Have more confidence in your own beliefs! Don’t be afraid to get things wrong or take risks. I could’ve been bolder and more outspoken in those early days, secure in the knowledge that I wasn’t an imposter, and what I was saying mattered.

The second piece of advice is to love what you do. When I was younger, I went straight into the corporate world after studying, but I now know that to be successful you have to enjoy your work. I’m very proud of my wife, who has balanced raising a family with a variety of career activities while also having significant health issues, along with my three sons, who work in three very different industries in careers they are passionate about.

Which political figure inspires you?

Abraham Lincoln. As well as his wisdom and balanced nature, his skills in dealing with a divided nation and his ability to save it from its darker moments would be invaluable today. I had the chance to visit Lincoln Memorial in Washington DC last year to “pay my respects” to an incredible leader.

What policy or fund is the UK government getting right?

In recent years, the government’s support for early-stage businesses, particularly the Seed Enterprise Investment Scheme (SEIS) and Enterprise Investment Scheme (EIS), have been a real success. These are robust frameworks that incentivise investment, support startups, drive economic growth and overall have produced a conducive environment for both investors and entrepreneurs, not just in London but across the UK.

As well as these schemes, the priority technologies identified in the government’s Innovation Strategy – artificial intelligence (AI), quantum computing and semiconductor design – are absolutely the right areas for the country to focus on, and are set to define global economies for decades to come.

And what policy should the UK government scrap?

The “skills and talent” aspect of the government’s UK Digital Strategy is simply lacking the breadth and depth needed to equip the UK workforce for the future. This is the single biggest challenge facing the population, and the government’s approach to ensuring we have the skills in emerging verticals like blockchain and AI needs to be bolder and more robust.

While tech vacancies are finally starting to fall, for a long time the industry has been hampered by a skills shortage that only a national strategy of digital upskilling and reskilling will solve.

Which upcoming UK policy or law are you most looking forward to? 

I’ll be keeping an eye out for any policies that emerge from the AI summit the government is hosting for world leaders at Bletchley Park this week. Any regulatory frameworks agreed will define the development of AI for years to come. Equally interesting will be observing whether the Prime Minister can deliver a strategy that balances regulation with innovation, and matches his stated ambition for the UK to be “a science and technology super power”, which I fully endorse.

Which piece of international government policy could the UK learn from?

The UK should examine the international strategies we have seen on semiconductors, and how governments are making this area an integral part of their national strategies.
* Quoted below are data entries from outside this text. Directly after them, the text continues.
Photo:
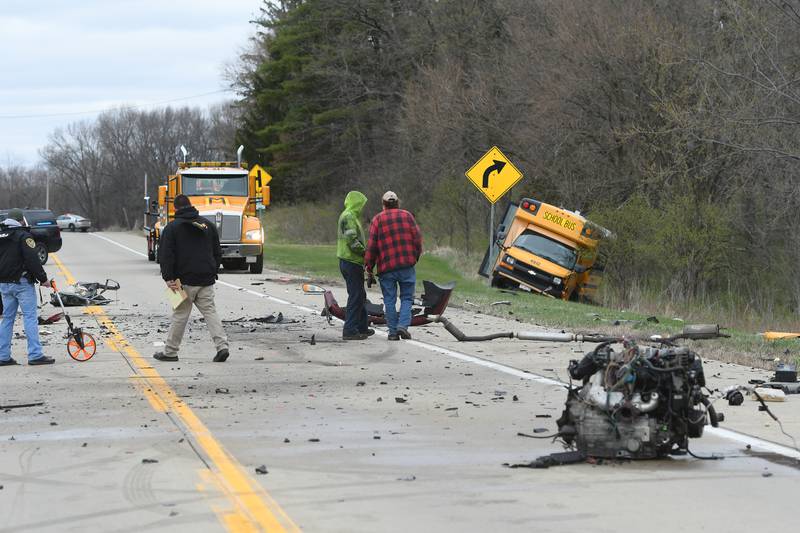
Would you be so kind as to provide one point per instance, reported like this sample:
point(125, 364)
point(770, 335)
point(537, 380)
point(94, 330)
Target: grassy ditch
point(472, 293)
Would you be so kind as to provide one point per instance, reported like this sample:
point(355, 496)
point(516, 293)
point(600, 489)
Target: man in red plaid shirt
point(394, 246)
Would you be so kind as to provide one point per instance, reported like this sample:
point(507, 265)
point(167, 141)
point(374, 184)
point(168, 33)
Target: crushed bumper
point(235, 251)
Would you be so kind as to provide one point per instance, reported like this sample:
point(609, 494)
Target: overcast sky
point(70, 56)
Many are also putting significant investment behind these strategies – the US’s “act for chips” represents a $52bn investment and the EU has put €43bn behind its Chips Act.

While the UK has slightly different semiconductor ambitions – supporting parts of the industry like design, research and development, and the fabrication of compound semiconductors rather than high-end manufacturing – the £1bn announced by the government as part of its long-awaited semiconductor strategy will do little to assuage concerns around the growth of the sector in this country, unless it also involves strong alliances with chip manufacturers across Europe, Asia and North America.

If you could pass one law this year, what would it be?  

I would mandate that every adult in the UK has to undertake some form of digital skills training, and that individuals are granted the time off work – and provided with childcare support, if necessary – to complete it. The training itself would vary depending on prior experience and would not have to be particularly complex in many cases. Equipping our workforce with the digital skills needed for tomorrow’s economy requires a robust approach funded by both public and private sectors and would pay back for decades to come.